Just as Olivia storms off, the universe delivers the most relatable plot twist: walls of unyielding black bricks magically appear, sealing every exit. Her reaction? Blame Tim. His reaction? Defend his innocence. The audience’s reaction? Check how long is left in the movie.
🔨 The “Thrills”
Instead of suspense, we’re treated to:
- Endless arguing (because one fight wasn’t enough).
- A montage of hammering, drilling, and sawing at the wall.
- And the brick wall, which remains undefeated.
Even when the plot introduces equally doomed neighbors, the pacing never shifts beyond “Sunday afternoon walk.” They dig, they fight, they philosophize, they… continue existing.
💔 The Emotional Core (Or Lack Thereof)
Somewhere under the rubble lies the film’s Big Idea™: rebuilding love during an apocalypse.
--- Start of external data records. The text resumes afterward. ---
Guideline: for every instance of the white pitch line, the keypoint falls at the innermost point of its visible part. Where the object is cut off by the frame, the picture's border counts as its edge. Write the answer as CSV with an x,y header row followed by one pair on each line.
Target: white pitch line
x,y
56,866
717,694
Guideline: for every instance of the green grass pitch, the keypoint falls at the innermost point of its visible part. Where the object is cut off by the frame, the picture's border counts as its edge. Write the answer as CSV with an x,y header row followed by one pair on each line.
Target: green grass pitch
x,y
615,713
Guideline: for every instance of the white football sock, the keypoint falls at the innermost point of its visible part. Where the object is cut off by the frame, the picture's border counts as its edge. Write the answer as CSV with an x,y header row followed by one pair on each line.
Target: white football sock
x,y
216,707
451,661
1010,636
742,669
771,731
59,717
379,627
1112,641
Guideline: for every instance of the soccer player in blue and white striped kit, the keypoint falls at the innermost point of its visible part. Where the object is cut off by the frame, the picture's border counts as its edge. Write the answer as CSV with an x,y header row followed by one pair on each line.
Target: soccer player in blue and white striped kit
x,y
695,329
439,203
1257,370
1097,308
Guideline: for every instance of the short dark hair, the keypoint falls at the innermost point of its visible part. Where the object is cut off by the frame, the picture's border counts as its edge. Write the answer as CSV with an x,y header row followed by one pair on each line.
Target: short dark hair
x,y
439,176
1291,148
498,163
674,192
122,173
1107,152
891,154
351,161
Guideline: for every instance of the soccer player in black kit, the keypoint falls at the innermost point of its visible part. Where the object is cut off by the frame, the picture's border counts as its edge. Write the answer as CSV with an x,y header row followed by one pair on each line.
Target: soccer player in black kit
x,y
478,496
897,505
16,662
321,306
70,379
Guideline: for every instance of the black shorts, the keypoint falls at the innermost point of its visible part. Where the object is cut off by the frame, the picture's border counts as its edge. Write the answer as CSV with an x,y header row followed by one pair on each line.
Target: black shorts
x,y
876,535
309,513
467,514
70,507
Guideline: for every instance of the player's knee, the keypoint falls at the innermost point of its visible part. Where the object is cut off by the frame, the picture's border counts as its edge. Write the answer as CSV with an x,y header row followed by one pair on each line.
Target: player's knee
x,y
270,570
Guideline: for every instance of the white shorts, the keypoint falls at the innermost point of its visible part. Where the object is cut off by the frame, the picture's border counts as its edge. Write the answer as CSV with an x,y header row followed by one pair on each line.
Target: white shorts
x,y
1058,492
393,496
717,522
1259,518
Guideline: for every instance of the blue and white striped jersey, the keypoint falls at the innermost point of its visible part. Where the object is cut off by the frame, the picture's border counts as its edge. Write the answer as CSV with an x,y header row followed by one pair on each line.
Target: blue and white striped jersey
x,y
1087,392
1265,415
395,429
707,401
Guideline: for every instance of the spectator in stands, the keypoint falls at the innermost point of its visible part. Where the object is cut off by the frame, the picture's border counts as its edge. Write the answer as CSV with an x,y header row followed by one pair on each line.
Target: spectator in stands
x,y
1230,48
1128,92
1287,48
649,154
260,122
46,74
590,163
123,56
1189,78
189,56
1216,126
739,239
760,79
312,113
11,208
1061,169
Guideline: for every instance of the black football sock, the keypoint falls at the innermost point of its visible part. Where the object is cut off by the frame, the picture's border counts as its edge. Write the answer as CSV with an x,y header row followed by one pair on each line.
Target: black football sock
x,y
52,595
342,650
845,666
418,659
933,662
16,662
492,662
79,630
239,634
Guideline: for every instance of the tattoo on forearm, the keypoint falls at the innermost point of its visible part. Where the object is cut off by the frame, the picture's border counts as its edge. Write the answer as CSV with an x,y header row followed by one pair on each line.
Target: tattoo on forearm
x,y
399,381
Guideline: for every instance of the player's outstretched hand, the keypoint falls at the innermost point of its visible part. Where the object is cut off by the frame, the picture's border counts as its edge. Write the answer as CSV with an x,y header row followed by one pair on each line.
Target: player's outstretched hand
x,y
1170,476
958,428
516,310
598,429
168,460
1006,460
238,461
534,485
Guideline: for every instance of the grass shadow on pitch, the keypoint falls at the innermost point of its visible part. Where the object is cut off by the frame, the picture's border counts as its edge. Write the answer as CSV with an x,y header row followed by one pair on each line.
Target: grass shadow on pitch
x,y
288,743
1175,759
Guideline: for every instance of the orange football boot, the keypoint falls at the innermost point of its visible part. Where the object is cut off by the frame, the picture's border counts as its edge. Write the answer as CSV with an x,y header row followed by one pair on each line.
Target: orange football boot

But instead of tension or catharsis, we get… conversation. Lots of it. The closest thing to real stakes arrives when a neighbor squeezes through a temporarily “soft” wall—only to be snapped in half when it hardens again.
It should have been shocking. It was, for about three seconds—until the camera quickly cut away, as if the movie itself was embarrassed for daring to show emotion.
🎭 Final Verdict
Bricks wants to be a profound, philosophical metaphor about love, isolation, and survival. Instead, it’s a two-hour stage play disguised as a thriller, with actors who look like they’re rehearsing their lines mid-take.
The premise is brilliant. The execution? As lifeless as the titular wall.
⭐ 2/5 Bricks
Watch only if:
- You’re stuck indoors yourself.
- You want to test your patience.
- Or you’re writing a blog review that needs satire. 😉
Otherwise? Skip. There are better walls out there. (Looking at you, Pink Floyd.)